Mit der Fußspitze schob Arnaud die Decke zurück, den schwarzen Leib der Schlange enthüllend.

»Nur überwachen lassen? Dann erkläre mir das hier! Ohne mich wäre sie jetzt tot!«

»Und ich wollte ihren Tod, weil ich ahnte, daß zwischen euch etwas war, verstehst du? Ich war ganz sicher! … Ich bin gekommen, um ihren Leichnam wegschaffen zu lassen … und ich habe euch gesehen … gesehen … verstehst du?«

»Hör auf zu schreien!« fuhr Arnaud sie geringschätzig an. »Man könnte meinen, ich gehörte dir. Du keifst und tobst wie irgendein Weib aus dem Basar, dessen Mann den jungen Mädchen nachläuft. Du bedeutest mir nichts … nichts! Du bist für mich nur eine Ungläubige, deren Gefangener ich bin!«

»Arnaud!« keuchte Cathérine besorgt, als sie sah, daß ihre Feindin leichenblaß wurde. »Sieh dich vor!«

Aber Zobeida würdigte sie noch immer keines Blicks.

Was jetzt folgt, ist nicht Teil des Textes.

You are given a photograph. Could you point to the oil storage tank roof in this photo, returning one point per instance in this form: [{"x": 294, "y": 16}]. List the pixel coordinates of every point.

»Und diese weiße Frau bedeutet dir viel, nehme ich an?«

»Sie ist meine Frau!« entgegnete der Ritter einfach. »Meine Frau vor Gott und den Menschen. Und wenn du wirklich alles wissen willst: Wir haben einen Sohn, in unserem Land! Jetzt begreife, wenn du kannst.«

Trotz der heiklen Situation empfand Cathérine unbändige Freude. Sie war glücklich, daß er ihrer Rivalin wie eine Beleidigung ins Gesicht geschleudert hatte, sie sei seine Ehefrau.

»Begreifen?«

Ein gehässiges Lächeln verzerrte das entstellte Gesicht der Prinzessin noch mehr, während ihre Stimme ihren scharfen Klang verlor und einen drohend-freundlichen Ton annahm.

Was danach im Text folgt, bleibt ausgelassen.